Hi fellas, a bit of a short one this time, but worth mentioning. It's pretty much a copy-and-paste from this
thread, with some extra explanations and modifications. BSODs are attached.
There are sometimes when you are struggling to find a pattern but whatever you do find ends up still confusing you, or you find no pattern at all, and are at a loss on clues. This is one instance where scrutiny of the registers pays off, and that simple patterns like this can be found where all other clues are missing.
In this case, at first glance it seems to exhibit wild behavior. The faulting stacks displayed that this error occurred anywhere on nearly anything and at any time, so I initially perceived it as either a driver corrupting something that ends up getting triggered by innocent drivers handling the memory, or hardware.
Digging in deeper, I noticed that practically all the crashes displayed that an unhandled exception occurred that was not dealt with.
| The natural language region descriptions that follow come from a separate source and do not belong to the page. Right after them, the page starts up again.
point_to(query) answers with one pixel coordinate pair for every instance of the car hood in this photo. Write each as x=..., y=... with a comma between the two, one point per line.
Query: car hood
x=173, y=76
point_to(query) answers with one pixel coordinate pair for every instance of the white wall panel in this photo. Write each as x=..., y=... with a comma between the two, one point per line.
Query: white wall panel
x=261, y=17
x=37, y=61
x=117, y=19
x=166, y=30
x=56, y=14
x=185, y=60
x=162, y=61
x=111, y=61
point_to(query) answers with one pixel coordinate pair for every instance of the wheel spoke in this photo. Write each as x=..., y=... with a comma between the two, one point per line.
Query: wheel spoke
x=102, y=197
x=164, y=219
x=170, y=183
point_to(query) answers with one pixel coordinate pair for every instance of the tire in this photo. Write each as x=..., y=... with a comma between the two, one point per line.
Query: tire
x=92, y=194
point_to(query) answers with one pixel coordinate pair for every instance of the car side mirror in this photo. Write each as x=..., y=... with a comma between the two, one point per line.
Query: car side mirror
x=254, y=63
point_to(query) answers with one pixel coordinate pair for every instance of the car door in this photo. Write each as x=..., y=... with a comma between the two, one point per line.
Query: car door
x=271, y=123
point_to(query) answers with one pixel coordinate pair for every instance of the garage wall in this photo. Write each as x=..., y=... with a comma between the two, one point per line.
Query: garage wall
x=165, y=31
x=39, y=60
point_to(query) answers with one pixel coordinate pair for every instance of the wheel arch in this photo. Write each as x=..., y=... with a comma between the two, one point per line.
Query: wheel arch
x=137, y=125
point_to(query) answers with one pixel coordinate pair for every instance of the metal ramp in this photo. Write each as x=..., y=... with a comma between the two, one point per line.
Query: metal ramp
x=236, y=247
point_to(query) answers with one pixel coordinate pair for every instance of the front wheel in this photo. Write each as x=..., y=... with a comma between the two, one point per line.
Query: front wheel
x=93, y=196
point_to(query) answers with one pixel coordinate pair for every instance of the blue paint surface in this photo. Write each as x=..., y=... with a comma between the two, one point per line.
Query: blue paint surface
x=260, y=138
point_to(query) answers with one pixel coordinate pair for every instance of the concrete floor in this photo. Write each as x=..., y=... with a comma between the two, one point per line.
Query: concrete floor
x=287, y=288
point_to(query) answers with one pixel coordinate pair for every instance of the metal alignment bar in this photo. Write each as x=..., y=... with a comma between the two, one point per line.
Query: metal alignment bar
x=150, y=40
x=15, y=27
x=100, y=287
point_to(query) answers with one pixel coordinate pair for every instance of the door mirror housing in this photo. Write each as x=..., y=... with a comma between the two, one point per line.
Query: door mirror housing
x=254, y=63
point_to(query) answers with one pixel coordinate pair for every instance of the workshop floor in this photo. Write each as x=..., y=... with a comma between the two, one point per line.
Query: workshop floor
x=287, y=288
The error reports were typically an access violation (c0000005
) and it was always
an attempt to read address 0xffffffffffffffff
. As an example (that I'll use throughout this post), here is one snippet of the readout from the !analyze -v for one of the crashdumps:
EXCEPTION_RECORD: fffff800043df638 -- (.exr 0xfffff800043df638)
ExceptionAddress: fffff88004152b3d (dxgmms1!VIDMM_GLOBAL::UnreferenceDmaBuffer+0x000000000000007d)
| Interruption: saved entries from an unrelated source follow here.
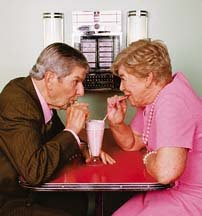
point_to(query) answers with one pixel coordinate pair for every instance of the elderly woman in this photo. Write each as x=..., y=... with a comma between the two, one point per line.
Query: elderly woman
x=168, y=122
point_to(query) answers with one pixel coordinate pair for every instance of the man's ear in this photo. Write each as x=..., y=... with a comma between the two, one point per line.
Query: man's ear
x=50, y=79
x=149, y=79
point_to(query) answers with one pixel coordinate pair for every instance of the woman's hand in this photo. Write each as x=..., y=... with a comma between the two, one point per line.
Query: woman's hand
x=116, y=109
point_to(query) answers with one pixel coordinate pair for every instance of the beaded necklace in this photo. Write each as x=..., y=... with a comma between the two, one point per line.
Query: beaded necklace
x=145, y=135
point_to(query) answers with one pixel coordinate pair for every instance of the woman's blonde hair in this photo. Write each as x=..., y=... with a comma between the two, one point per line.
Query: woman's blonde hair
x=145, y=56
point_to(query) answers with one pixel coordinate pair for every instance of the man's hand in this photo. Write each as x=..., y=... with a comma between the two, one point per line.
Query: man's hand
x=76, y=116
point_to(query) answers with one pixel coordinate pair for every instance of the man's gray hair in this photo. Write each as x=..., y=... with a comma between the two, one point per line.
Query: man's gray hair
x=59, y=58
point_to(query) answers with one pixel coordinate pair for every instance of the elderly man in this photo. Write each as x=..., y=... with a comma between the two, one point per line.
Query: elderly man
x=34, y=143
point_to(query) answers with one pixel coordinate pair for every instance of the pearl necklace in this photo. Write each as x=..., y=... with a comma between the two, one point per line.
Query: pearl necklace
x=145, y=135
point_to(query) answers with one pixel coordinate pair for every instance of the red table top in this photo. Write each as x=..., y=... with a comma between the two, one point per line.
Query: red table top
x=128, y=173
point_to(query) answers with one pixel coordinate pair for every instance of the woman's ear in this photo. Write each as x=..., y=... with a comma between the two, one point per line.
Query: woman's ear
x=149, y=80
x=49, y=79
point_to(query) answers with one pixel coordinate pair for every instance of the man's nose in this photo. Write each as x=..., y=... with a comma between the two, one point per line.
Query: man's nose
x=80, y=89
x=121, y=86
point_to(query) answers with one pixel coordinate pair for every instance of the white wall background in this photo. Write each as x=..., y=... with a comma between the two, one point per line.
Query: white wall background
x=177, y=22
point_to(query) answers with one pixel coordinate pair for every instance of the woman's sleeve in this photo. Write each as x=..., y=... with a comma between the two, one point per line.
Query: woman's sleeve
x=175, y=125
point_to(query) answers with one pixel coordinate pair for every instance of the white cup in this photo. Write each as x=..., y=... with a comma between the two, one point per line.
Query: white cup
x=95, y=132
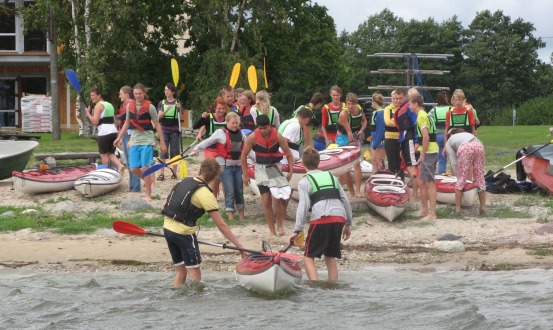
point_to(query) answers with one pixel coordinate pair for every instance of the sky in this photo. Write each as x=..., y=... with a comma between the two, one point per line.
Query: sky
x=349, y=14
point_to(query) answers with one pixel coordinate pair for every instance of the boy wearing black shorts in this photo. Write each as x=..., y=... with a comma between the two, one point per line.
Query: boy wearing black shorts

ExceptionCode: c0000005 (Access violation)
Attempt to read from address ffffffffffffffff
TRAP_FRAME: fffff800043df6e0 -- (.trap 0xfffff800043df6e0)
NOTE: The trap frame does not contain all registers.
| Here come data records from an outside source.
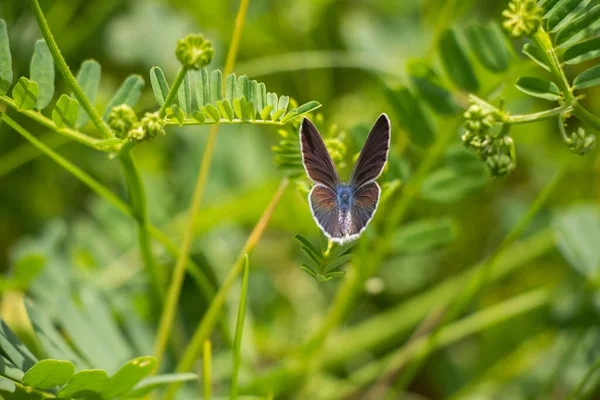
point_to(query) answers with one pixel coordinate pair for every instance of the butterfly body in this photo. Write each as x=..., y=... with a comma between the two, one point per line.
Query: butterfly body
x=343, y=210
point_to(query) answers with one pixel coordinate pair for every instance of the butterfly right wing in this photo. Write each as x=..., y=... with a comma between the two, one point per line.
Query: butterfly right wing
x=315, y=157
x=325, y=211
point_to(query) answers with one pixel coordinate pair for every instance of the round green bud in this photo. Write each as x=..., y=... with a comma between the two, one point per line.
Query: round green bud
x=194, y=52
x=121, y=120
x=499, y=165
x=523, y=17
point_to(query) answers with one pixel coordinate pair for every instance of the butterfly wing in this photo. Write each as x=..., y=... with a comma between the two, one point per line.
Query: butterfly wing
x=374, y=153
x=315, y=157
x=325, y=210
x=363, y=208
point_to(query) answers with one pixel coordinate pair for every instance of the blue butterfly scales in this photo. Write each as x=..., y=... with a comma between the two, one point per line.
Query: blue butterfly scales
x=343, y=210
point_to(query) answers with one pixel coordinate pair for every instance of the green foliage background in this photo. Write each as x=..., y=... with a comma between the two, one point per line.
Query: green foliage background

Some register values may be zeroed or incorrect.
rax=ff7ffa800a0a5ed0 rbx=0000000000000000 rcx=fffffa80077b4470
rdx=fffffa800a3cd820 rsi=0000000000000000 rdi=0000000000000000
rip=fffff88004152b3d rsp=fffff800043df870 rbp=fffffa8007270d50
r8=000000000000008e r9=fffffa80077b6d58 r10=fffffa80092707d0
r11=0000000000000002 r12=0000000000000000 r13=0000000000000000
iopl=0 nv up ei ng nz na pe nc
fffff880`04152b3d f0834018ff lock add dword ptr [rax+18h],0FFFFFFFFh ds:ff7ffa80`0a0a5ee8=????????
Look at the bad address it's trying to read in the exception record, then look at the very bottom under the register list where it shows you the actual instruction trying to read that address. As you notice, the actual address it was trying to read (italicized for emphasis) doesn't look anywhere near the obviously bad address that the exception record shows. In fact this one looks rather legit.
Now at first I'm completely baffled by this a bit, because for some reason it always wants to read that bad address even though it isn't exactly pointing to it. However, upon careful scrutiny, I found some discrepancies. Look at the instruction, which is lock add dword ptr [rax+18h]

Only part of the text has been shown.